Unfortunately for Canadians, we don’t have the privilege of living in Nordic countries where there are almost no costs to getting a degree in university or college. There comes a hefty price to pay if you want post-secondary education. On average Canadian students pay 6,693$ a year and more depending on your program of studies, according to Statistics Canada. Most of the time this is without the cost of living on campus, and buying a meal plan.
We also pay a great deal for the administrative costs. With an increase in non-teaching employees and administrative procedures, universities are developing into increasingly complicated administrative organizations. Higher tuition fees are frequently used to cover these administrative costs and are then passed on to the students who already face immense pressure, according to a 2023 article on additional tuition fee expenses.
Cost of living
If you’re from out of town, chances are you’re paying to live in a house or dorm. This requires paying for necessities, food, utilities, textbooks, electronics, and so on. Students frequently have to take on part-time jobs or additional loans in order to pay for these expenses, which adds to their financial stress.
Textbooks and required material
Fortunately for some students, their professors have been generous enough to post most of the required texts on the internet, free for them to use. In contrast, many other professors are asking students to pay out of pocket money. It doesn’t help, as inflation continues to rise and textbooks become more and more expensive with some even ranging from $100 to $200. This can look like spending almost $400 to $500 a term for books you may never use again.
Universities also require students to have computers, as most work is to be submitted online. That also entails spending over $500, depending on the kind of computer needed for your program.
Solutions & recommendations
We all see how much stress, time, and money an education is today. There are many things we can do to help reduce this pressure on families, or any individual looking for higher education.

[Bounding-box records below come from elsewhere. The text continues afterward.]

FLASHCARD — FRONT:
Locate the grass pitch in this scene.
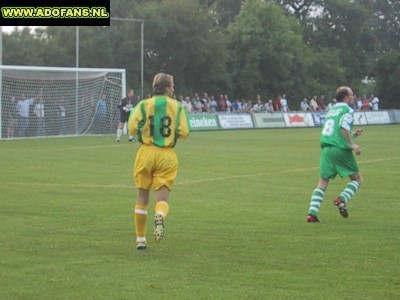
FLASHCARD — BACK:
[0,125,400,299]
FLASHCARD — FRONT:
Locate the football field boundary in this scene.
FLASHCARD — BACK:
[0,157,400,189]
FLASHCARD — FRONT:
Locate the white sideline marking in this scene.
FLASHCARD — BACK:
[6,157,400,189]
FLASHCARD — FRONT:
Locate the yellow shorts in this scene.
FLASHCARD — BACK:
[133,145,178,191]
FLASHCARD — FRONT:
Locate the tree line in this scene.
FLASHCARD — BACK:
[3,0,400,108]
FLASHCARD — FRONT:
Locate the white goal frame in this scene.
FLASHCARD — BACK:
[0,65,126,140]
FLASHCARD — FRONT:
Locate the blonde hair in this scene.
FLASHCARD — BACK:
[153,73,174,95]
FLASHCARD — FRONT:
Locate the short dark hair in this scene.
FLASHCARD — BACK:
[336,86,350,102]
[153,73,174,95]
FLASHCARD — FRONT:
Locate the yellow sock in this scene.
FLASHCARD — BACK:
[156,201,169,218]
[134,204,147,238]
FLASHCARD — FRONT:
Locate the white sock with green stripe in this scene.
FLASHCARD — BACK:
[339,180,360,203]
[308,188,325,217]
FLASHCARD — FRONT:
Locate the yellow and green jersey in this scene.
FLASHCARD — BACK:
[320,102,354,150]
[128,95,190,148]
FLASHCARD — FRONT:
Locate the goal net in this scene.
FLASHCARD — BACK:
[0,66,126,139]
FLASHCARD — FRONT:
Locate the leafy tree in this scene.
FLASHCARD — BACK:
[138,0,227,92]
[228,0,311,98]
[364,0,400,55]
[374,51,400,108]
[2,27,44,66]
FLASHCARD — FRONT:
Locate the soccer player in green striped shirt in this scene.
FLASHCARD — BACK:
[307,86,362,222]
[128,73,190,250]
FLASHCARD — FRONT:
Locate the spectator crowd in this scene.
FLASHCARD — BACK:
[175,93,379,114]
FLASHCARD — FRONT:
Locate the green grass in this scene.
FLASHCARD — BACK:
[0,125,400,299]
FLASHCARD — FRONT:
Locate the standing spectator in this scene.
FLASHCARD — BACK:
[128,73,190,250]
[307,86,362,222]
[183,96,193,114]
[310,96,319,111]
[280,94,289,112]
[241,100,252,113]
[274,96,282,111]
[193,95,204,113]
[57,96,67,135]
[263,99,274,113]
[33,96,45,136]
[217,94,226,111]
[361,95,370,111]
[371,95,379,110]
[317,95,326,111]
[17,94,36,137]
[6,96,18,139]
[224,95,232,112]
[356,98,362,111]
[251,95,264,113]
[326,98,336,111]
[115,88,137,143]
[210,96,218,114]
[232,99,240,113]
[94,94,107,133]
[300,98,311,111]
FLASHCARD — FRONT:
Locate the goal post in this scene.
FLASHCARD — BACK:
[0,66,126,139]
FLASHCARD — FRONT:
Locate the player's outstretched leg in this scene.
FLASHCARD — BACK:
[154,213,165,242]
[307,188,325,223]
[333,180,360,218]
[154,201,169,242]
[134,204,147,250]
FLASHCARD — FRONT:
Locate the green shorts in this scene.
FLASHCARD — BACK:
[319,147,359,179]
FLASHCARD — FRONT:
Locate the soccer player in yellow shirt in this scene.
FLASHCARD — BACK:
[128,73,190,250]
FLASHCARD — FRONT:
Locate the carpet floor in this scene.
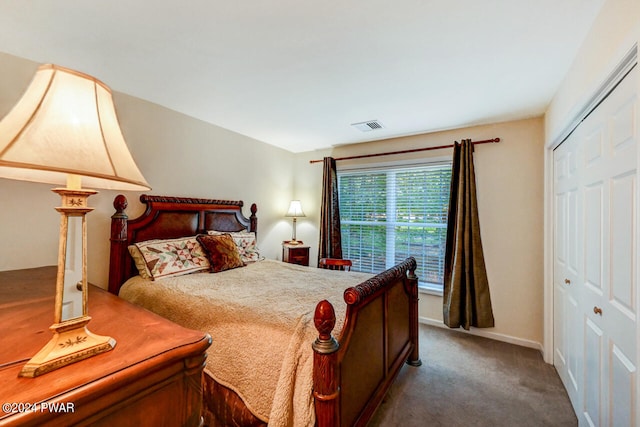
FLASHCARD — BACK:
[369,324,578,427]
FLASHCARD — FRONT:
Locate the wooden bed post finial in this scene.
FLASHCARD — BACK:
[109,194,129,295]
[312,300,340,427]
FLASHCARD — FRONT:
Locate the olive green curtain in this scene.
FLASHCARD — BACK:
[318,157,342,260]
[443,140,494,330]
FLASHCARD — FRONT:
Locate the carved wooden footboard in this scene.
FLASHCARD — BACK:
[313,258,422,427]
[109,195,421,427]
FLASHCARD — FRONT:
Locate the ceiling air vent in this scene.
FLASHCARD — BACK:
[351,120,384,132]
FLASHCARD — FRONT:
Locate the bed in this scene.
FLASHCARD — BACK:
[109,195,421,426]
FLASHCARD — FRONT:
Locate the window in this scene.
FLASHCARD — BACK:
[338,162,451,290]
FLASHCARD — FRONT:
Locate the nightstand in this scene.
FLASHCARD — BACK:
[282,240,309,267]
[0,267,211,427]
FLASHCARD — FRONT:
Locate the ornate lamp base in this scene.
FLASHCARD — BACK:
[19,316,116,378]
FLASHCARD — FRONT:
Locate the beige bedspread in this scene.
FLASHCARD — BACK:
[120,260,371,426]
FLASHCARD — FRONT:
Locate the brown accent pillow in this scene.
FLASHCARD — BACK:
[197,234,244,273]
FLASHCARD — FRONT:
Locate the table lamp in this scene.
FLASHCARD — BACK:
[285,200,306,245]
[0,64,149,377]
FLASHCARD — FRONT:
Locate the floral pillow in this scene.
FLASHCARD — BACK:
[135,236,210,280]
[207,230,260,264]
[198,234,245,273]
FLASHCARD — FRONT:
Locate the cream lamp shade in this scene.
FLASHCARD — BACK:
[0,64,149,377]
[280,200,306,218]
[285,200,306,245]
[0,64,149,191]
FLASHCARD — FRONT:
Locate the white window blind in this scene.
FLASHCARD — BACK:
[338,162,451,288]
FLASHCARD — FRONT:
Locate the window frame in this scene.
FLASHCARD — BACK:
[337,156,452,295]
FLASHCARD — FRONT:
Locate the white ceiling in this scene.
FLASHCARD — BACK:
[0,0,604,152]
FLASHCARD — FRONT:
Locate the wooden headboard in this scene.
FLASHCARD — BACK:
[109,194,258,295]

- 1. Look into scholarships & grants
- 2. Live with roommates and split the cost of utilities and groceries
- 3. Buy a good but more affordable laptop
- 4. Split the cost of textbooks with classmates and share the book
- 5. Use public transportation instead of getting a car
- 6. Don’t be afraid to apply to OSAP for financial aid
- 7. Take up a part-time job to help support your expenses
University tuition increases are a complicated problem with wide-ranging effects. The financial burden that higher education places on students and their families cannot be overlooked, even while it can result in personal and professional improvement.
To ensure that the promise of a better future remains within reach for everyone, it is critical for politicians, universities, and society at large to collaborate in order to create solutions that make higher education more affordable and accessible.